Hello, everyone, I’m the teacher who gave the nickname doug Tooth.

Recently read hotspo source a bit fascinated. Hotspot is a treasure trove of things to explore. Every time I reach a new Level and look back, I have different feelings. Get hooked, get hooked, share, share. Sharing makes everyone praise me and makes me happy. ^_^

Recently, some of the students who have enrolled in JVM classes have asked me a lot about the processing of attributes during class loading. This is not limited to the loading phase:

  1. How are properties stored during load
  2. What are the details of assigning an initial value to a property in preparation
  3. What are the details of assigning static properties during initialization
  4. What are the details of assigning values to non-static properties when creating objects
  5. What are the details when accessing properties

There are too many details to cover in one article, but a whole series. This is the first in a series on OOP properties. On the whole…

Problem analysis

In the computer world, there is always more than one solution to a problem. But after the choice, the most suitable only one. Of course, the number of solutions you can come up with depends on how well you understand the problem. Your understanding of a problem is closely related to your technical vision. You think and can not do, and your technical strength directly linked. It’s not just the computer world, it’s everywhere!

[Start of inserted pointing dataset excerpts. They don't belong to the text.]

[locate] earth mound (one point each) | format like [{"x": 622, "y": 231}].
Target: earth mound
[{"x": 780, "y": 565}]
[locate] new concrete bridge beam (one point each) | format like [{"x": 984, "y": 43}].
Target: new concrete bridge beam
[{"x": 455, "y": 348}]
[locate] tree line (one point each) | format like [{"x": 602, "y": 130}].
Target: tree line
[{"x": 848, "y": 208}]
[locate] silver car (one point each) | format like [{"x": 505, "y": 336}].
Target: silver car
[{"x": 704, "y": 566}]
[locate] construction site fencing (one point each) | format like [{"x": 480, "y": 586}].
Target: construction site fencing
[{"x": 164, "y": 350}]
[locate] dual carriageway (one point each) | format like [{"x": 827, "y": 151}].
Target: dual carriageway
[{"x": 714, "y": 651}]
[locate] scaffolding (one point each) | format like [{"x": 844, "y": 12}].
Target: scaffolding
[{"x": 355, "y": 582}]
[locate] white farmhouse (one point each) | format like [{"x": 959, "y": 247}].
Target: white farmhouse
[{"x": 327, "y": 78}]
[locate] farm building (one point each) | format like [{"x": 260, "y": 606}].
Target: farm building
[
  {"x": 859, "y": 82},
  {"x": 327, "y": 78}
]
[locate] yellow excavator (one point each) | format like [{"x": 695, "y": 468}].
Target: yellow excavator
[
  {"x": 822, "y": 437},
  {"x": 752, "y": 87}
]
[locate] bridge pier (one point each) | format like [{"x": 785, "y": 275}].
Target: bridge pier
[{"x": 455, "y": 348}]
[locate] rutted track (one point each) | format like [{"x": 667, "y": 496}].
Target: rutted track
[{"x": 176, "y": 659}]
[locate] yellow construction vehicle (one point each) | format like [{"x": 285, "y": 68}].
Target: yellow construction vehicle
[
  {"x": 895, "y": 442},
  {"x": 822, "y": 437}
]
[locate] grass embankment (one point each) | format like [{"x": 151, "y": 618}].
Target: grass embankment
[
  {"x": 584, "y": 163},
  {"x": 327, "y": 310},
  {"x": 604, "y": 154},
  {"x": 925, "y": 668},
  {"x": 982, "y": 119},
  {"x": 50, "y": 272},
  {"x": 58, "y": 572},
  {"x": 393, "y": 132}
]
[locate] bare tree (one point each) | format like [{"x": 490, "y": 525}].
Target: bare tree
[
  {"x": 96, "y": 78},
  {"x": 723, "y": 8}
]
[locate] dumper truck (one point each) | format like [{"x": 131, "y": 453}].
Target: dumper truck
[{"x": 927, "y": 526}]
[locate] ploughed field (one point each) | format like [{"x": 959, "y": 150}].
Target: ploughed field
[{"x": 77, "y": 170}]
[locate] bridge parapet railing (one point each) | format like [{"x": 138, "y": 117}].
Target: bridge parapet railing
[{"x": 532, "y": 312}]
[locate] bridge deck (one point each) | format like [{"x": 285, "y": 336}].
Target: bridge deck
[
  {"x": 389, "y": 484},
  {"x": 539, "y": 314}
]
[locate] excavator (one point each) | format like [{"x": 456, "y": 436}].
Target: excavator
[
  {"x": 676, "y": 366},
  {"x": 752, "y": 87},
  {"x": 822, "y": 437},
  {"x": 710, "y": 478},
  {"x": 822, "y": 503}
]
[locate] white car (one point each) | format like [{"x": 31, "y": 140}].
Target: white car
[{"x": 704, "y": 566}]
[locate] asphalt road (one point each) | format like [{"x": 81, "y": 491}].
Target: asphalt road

Let’s say you implement OOP mechanisms. Let’s not talk about the whole thing, but let’s focus on property inheritance, how you might implement it. Those who often read my articles may wonder why I always ask such questions as type. Because studying the bottom layer is not the same as studying the application layer, or you can study the bottom layer in the same way you study the application layer, but it’s not going to work very well. As far as I’m concerned, I work at the bottom, and the first thing I do is put myself in the designer’s shoes, to think like a designer, to understand ideas, to read code. Every time I ask this question, I mean that. Designer thinking is an attempt to understand thinking, learning thinking is a critical thinking.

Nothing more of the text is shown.